Siobhan Ruane & Mary Mullin
This traditional Irish cottage is situated in Mullaghmore South, Moylough, Co Galway. It was originally owned by Kellys, followed by Husseys and is currently owned by the Burkes.
These buildings are typical of the homesteads of the Irish tenant ‘’small’’ farmer of the end of the 19th and early 20th century. These farmers were classified as ‘’small ‘’ farmers because they were leasing between five and thirty acres of land from a landlord .They could only afford to build very modest homes such as this one. By contrast the better–off or ‘’strong’’ farmers, those leasing thirty plus acres, built more substantial homes. The ‘’small’’ farmers were mainly in the West of Ireland whereas most of the “strong” farmers were in Munster and Leinster.
Prior to the famine the Irish peasants, for the most part, lived in mud cabins with a chimney but often without windows. Pre-famine mud cabins were typically one room structures. As this house is a stone and mortar structure it was probably built sometime after the famine of the 1840’s
The walls of these houses were particularly thick or deep. Thick walls were necessary to carry the weight of the roof and also as a form of insulation against the cold. Originally the roof on this house was thatched. Thatched roofs, be they of oaten, wheaten or barley straw, provided excellent insulation against the cold in winter and prevented the house from getting too warm in summer. The thatch roof on this house was replaced with a corrugated iron roof probably at a time when the art of thatching was dying out and straw may have become scarce.

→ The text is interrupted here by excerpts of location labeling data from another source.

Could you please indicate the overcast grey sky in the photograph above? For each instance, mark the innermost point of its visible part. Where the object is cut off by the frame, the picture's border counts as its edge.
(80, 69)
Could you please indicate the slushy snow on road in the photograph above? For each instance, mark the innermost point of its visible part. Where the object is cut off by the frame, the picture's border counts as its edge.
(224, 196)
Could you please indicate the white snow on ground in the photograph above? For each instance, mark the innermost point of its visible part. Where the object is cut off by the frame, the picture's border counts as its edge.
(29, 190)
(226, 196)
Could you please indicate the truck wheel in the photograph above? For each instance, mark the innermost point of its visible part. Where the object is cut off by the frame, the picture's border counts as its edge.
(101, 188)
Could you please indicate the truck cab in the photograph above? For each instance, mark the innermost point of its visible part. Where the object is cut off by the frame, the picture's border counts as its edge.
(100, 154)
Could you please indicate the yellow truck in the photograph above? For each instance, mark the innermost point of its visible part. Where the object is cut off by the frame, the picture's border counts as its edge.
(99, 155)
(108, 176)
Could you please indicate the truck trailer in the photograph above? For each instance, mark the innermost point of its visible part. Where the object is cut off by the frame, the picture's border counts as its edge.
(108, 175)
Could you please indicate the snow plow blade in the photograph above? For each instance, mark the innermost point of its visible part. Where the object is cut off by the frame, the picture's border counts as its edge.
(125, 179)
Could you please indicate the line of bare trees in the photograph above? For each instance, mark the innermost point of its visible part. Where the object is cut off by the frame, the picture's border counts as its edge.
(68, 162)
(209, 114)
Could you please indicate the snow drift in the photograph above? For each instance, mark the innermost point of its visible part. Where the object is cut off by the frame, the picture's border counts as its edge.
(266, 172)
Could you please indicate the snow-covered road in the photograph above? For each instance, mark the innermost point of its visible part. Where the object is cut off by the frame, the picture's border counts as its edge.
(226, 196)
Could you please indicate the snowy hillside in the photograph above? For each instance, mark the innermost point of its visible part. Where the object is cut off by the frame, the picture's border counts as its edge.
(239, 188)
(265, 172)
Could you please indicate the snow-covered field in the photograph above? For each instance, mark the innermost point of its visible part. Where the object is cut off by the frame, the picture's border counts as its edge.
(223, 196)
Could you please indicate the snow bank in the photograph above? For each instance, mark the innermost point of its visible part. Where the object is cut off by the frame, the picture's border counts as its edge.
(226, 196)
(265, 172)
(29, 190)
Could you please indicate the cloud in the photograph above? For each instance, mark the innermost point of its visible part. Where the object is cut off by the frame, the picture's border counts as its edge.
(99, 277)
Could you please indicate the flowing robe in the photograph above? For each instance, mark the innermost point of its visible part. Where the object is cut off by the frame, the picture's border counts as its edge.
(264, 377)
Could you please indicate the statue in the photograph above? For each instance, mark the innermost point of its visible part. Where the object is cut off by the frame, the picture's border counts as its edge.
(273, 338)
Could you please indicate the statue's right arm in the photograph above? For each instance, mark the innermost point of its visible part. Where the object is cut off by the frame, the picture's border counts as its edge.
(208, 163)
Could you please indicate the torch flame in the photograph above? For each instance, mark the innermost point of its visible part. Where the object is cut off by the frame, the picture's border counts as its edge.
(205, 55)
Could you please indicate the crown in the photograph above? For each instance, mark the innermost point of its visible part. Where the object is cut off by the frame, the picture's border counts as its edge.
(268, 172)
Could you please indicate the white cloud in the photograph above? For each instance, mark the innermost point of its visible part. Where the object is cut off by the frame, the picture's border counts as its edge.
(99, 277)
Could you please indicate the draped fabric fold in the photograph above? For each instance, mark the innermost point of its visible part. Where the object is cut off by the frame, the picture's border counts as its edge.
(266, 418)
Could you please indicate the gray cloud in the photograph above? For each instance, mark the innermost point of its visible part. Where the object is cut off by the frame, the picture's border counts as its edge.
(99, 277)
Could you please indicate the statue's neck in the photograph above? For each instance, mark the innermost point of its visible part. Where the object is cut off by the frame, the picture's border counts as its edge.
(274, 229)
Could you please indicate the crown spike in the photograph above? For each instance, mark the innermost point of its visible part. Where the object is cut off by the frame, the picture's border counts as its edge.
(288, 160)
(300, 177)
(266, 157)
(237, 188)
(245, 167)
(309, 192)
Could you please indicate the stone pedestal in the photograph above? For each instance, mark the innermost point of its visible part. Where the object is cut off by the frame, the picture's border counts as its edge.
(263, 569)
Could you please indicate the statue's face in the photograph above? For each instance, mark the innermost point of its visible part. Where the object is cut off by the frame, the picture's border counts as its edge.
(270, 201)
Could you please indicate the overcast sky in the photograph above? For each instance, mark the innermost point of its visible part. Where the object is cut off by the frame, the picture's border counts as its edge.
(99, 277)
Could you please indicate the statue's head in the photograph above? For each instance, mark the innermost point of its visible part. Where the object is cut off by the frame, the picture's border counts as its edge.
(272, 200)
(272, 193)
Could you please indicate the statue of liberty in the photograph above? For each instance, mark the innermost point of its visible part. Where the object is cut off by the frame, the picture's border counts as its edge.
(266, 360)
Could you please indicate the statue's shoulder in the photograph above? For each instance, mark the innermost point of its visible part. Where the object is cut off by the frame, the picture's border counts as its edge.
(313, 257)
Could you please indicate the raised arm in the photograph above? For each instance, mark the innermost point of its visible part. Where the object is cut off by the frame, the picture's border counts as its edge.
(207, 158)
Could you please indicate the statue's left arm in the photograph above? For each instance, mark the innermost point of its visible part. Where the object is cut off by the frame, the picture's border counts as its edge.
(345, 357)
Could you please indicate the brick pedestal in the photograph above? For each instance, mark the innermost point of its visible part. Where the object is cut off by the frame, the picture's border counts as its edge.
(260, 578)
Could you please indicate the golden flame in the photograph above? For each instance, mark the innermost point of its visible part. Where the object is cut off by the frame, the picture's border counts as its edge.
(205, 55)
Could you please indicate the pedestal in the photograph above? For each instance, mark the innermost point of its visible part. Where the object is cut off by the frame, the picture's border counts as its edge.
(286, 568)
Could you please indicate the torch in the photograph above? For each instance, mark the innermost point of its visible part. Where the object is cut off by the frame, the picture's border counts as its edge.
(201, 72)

The front elevation, with its three small windows and half door is typical of the period. The windows at either end are the two bedroom windows and the centre one is the kitchen window. As glass was expensive windows were small. The front door, often directly across from the back-door, opened straight in to the kitchen. The half-door, when opened at the top, allowed extra light in to the kitchen while at the same time the closed bottom part kept small children in and the breeze and fowl out.

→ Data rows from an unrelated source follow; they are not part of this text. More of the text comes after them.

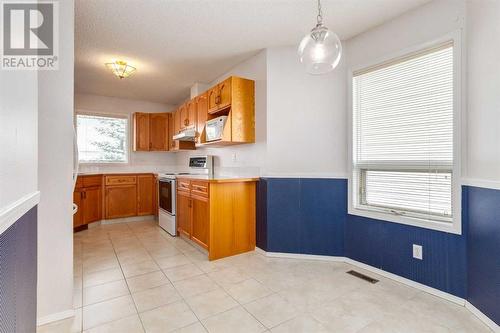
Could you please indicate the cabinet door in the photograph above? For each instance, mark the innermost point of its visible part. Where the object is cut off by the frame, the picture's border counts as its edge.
(201, 117)
(141, 131)
(121, 201)
(225, 94)
(183, 116)
(78, 217)
(158, 131)
(200, 221)
(183, 214)
(213, 98)
(177, 121)
(191, 113)
(92, 205)
(145, 194)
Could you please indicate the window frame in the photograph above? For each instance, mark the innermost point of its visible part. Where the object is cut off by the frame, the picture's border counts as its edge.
(455, 226)
(108, 115)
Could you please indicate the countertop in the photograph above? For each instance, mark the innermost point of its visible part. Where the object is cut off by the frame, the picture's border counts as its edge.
(219, 179)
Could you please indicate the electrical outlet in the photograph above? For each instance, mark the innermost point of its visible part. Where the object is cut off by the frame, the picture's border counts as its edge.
(418, 252)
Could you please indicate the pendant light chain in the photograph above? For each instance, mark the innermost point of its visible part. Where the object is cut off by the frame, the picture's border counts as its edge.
(319, 18)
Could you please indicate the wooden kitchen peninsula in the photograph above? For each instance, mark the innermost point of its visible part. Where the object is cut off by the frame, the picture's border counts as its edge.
(217, 213)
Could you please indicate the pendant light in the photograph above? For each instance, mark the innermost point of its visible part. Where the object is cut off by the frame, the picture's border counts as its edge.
(120, 68)
(320, 50)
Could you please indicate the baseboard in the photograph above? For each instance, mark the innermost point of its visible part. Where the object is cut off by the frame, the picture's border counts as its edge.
(129, 219)
(433, 291)
(303, 256)
(408, 282)
(481, 316)
(55, 317)
(13, 212)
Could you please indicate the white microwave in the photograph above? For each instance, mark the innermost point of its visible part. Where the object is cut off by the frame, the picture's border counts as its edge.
(215, 128)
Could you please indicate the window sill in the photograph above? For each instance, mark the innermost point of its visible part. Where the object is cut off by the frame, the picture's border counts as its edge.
(453, 228)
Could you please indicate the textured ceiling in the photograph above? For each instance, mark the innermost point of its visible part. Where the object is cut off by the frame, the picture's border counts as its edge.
(174, 43)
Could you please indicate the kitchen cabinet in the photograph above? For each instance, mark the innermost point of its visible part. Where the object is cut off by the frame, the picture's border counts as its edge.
(158, 137)
(78, 200)
(151, 131)
(175, 128)
(234, 98)
(121, 201)
(184, 213)
(199, 220)
(217, 214)
(88, 197)
(92, 204)
(114, 196)
(190, 114)
(141, 131)
(201, 117)
(145, 194)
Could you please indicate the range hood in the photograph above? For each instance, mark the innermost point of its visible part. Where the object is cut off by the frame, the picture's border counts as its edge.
(186, 135)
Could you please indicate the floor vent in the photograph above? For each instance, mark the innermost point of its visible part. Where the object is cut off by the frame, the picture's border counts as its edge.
(362, 276)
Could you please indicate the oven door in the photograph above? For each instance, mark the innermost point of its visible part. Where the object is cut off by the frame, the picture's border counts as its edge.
(166, 195)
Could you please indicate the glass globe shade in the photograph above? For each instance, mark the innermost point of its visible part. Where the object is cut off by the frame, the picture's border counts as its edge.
(320, 51)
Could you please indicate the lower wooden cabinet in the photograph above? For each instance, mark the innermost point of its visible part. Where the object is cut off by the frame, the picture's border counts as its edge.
(145, 194)
(78, 200)
(121, 201)
(219, 216)
(199, 218)
(92, 204)
(114, 196)
(183, 213)
(88, 197)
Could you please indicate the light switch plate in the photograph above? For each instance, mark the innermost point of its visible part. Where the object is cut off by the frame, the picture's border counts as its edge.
(418, 252)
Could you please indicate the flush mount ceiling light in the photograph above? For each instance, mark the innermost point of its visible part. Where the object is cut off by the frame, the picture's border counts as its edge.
(320, 50)
(121, 68)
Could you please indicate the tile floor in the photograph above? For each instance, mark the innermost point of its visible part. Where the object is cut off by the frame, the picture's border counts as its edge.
(134, 277)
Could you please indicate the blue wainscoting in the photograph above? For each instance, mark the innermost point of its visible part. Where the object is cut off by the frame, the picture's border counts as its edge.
(309, 216)
(388, 246)
(18, 275)
(303, 215)
(484, 251)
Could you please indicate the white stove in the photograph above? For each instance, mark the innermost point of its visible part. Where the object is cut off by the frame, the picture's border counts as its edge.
(167, 191)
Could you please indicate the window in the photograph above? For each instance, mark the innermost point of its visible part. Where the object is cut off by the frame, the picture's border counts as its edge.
(403, 134)
(102, 139)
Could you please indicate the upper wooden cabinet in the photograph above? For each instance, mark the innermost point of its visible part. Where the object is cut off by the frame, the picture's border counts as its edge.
(190, 114)
(220, 96)
(141, 131)
(201, 117)
(159, 138)
(234, 98)
(151, 131)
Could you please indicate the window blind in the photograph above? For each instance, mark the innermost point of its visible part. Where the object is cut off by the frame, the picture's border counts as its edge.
(403, 134)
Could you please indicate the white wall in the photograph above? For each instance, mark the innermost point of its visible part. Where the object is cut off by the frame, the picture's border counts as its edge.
(483, 78)
(18, 135)
(306, 118)
(55, 166)
(138, 161)
(249, 158)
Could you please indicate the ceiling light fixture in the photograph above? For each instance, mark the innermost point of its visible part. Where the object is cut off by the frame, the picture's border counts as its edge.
(320, 50)
(121, 68)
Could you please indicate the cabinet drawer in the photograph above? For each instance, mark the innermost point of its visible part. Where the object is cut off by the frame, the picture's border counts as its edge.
(121, 180)
(89, 181)
(199, 188)
(183, 184)
(79, 182)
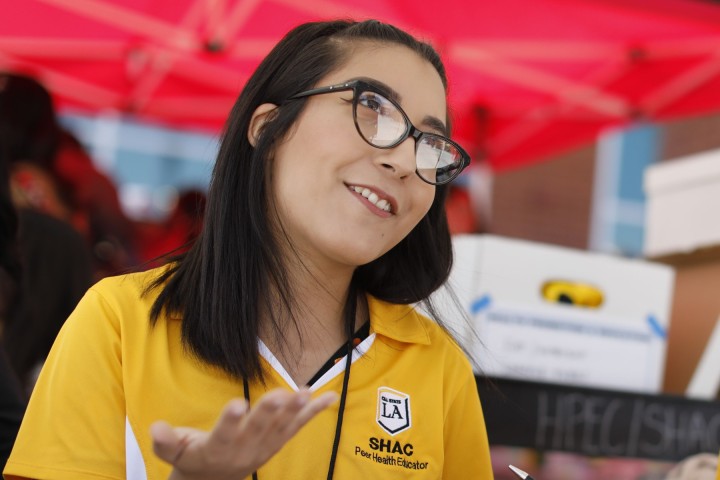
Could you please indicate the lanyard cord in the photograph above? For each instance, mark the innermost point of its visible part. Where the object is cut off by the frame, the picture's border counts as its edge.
(341, 410)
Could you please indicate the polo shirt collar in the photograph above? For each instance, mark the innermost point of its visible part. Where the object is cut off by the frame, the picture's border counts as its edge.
(398, 322)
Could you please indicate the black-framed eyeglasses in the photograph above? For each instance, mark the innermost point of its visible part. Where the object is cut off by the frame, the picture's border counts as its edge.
(383, 124)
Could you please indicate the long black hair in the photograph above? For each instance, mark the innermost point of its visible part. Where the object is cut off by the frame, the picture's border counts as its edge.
(235, 271)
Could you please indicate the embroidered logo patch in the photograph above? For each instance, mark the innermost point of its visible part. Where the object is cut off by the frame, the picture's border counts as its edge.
(393, 412)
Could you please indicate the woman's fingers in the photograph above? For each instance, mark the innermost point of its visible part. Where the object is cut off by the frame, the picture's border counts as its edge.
(242, 439)
(226, 427)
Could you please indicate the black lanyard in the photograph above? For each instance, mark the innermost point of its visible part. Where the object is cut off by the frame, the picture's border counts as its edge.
(341, 409)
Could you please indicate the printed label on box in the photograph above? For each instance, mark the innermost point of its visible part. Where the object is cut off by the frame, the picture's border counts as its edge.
(566, 344)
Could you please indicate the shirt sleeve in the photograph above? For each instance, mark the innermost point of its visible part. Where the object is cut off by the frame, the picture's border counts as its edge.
(74, 427)
(467, 451)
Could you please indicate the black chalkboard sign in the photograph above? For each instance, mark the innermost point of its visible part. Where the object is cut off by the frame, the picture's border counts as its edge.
(597, 423)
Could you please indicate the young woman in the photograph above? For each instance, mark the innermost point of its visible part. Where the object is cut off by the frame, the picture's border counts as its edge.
(325, 220)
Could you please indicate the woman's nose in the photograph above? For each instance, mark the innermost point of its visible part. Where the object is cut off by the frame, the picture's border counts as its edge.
(399, 160)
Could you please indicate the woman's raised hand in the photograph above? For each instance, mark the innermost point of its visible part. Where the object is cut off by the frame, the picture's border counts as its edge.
(242, 440)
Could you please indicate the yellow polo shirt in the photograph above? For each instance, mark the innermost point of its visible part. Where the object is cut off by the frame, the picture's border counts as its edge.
(412, 406)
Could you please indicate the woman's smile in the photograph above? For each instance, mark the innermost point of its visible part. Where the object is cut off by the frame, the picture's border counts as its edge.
(376, 200)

Sites for houses were carefully chosen. Where possible they were built where local terrain afforded some shelter against wind and rain and often faced in such a way as they would have maximum benefit from the sun. Out-offices were close to the farm house thus providing extra shelter as well as having the animals near-by for the farmer especially during the winter months.
In 1855 it was owned by the Kelly family and recorded as property number 9 on Griffiths Land Valuation. http://www.askaboutireland.ie/griffith-valuation/
It was also a stop for Bianconi coaches.
Michael and Mary Kelly together with their four daughters, Honor, Margaret, Winifred and Ellen lived in this house in 1901. Neither Honor nor Margaret are recorded as living here in the 1911 census.
It was later owned by a Hussey family who were connected to the Kellys through marriage. After the last of the Husseys died the cottage fell into disrepair but, with the help of its current owners Eugene and Winnie Burke and Moylough Heritage Society, the cottage has been given a new lease of life.